Archaeological and documented evidence suggests boxing had existed in the Mediterranean since around 1500 BC, when boxing was documented in ancient Egypt and Greece.
First accepted as an Olympic sport in 688 BC, participants trained on punching bags. Fighters wore leather straps over their hands, wrists, and sometimes breast, to protect them from injury. The straps left their fingers free.
Eventually, fist fighting became so popular that even aristocrats started fighting, but the practice was eventually banned by the Caesar Augustus. In 500 A.D., the sport was banned altogether by christian Theodoric the Great.
After decades the art of Boxing re-emerged in Asia and Europe, and over the centuries it continued to evolve as a sport and grow in popularity. In 1743, a London based organization implemented official rules to protect the safety of the contestants. In 1867 lightweight, middleweight and heavyweight divisions were first used and rules were modified resembling the rules of today.
With the gradual acceptance of formalized rules, two distinct branches of boxing emerged; Professional Boxing and Olympic Boxing.
Olympic (or Amateur) boxing has a point scoring system rather than physical damage or knockouts.
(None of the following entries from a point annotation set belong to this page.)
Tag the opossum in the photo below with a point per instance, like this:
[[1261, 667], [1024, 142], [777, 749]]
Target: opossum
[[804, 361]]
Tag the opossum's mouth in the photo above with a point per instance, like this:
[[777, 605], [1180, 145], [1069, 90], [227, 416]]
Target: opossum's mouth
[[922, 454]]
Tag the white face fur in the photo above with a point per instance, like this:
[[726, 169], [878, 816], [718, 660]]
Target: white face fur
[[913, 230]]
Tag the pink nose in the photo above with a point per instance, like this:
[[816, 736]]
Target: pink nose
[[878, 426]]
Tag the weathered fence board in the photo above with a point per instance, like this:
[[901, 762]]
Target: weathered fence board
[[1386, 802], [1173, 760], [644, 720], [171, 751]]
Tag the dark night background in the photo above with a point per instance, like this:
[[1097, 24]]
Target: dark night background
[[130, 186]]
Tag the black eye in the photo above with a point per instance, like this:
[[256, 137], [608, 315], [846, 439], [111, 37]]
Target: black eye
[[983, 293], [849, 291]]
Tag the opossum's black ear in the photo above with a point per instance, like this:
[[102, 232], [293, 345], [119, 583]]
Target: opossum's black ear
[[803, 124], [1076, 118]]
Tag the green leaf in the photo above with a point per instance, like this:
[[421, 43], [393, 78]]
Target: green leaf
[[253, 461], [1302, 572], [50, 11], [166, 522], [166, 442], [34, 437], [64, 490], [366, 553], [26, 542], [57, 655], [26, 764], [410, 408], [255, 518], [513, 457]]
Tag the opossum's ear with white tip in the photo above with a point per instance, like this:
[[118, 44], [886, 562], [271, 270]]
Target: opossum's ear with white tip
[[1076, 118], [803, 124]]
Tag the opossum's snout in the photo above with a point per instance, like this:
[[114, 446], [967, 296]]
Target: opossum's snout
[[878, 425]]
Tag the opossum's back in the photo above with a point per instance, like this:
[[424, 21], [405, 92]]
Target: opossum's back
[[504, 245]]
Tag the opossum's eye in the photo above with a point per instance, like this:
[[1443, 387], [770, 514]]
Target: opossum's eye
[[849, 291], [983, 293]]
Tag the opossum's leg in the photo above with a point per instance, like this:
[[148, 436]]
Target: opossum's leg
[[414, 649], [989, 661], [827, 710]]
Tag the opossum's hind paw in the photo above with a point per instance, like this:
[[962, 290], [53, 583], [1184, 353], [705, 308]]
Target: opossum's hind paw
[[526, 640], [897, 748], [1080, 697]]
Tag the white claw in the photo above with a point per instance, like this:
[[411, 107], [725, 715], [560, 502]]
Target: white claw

Bouts comprise of four or three two-minute rounds, with a one-minute interval between rounds.
Competitors wear protective headgear and gloves with a white strip across the knuckle. A punch is considered a scoring punch only when the boxers connect with the white portion of the gloves. Each punch that lands on the head or torso is awarded a point if it is awarded by three judges within 1 second of each other, otherwise no point is awarded. A boxing referee monitors the fight to ensure that competitors use only legal blows. Referees also ensure that the boxers use only legal holding tactics (clinching) to prevent the opponent from swinging.
Referees will stop the bout if a boxer is seriously injured, if one boxer is significantly dominating the other or if the score is severely imbalanced.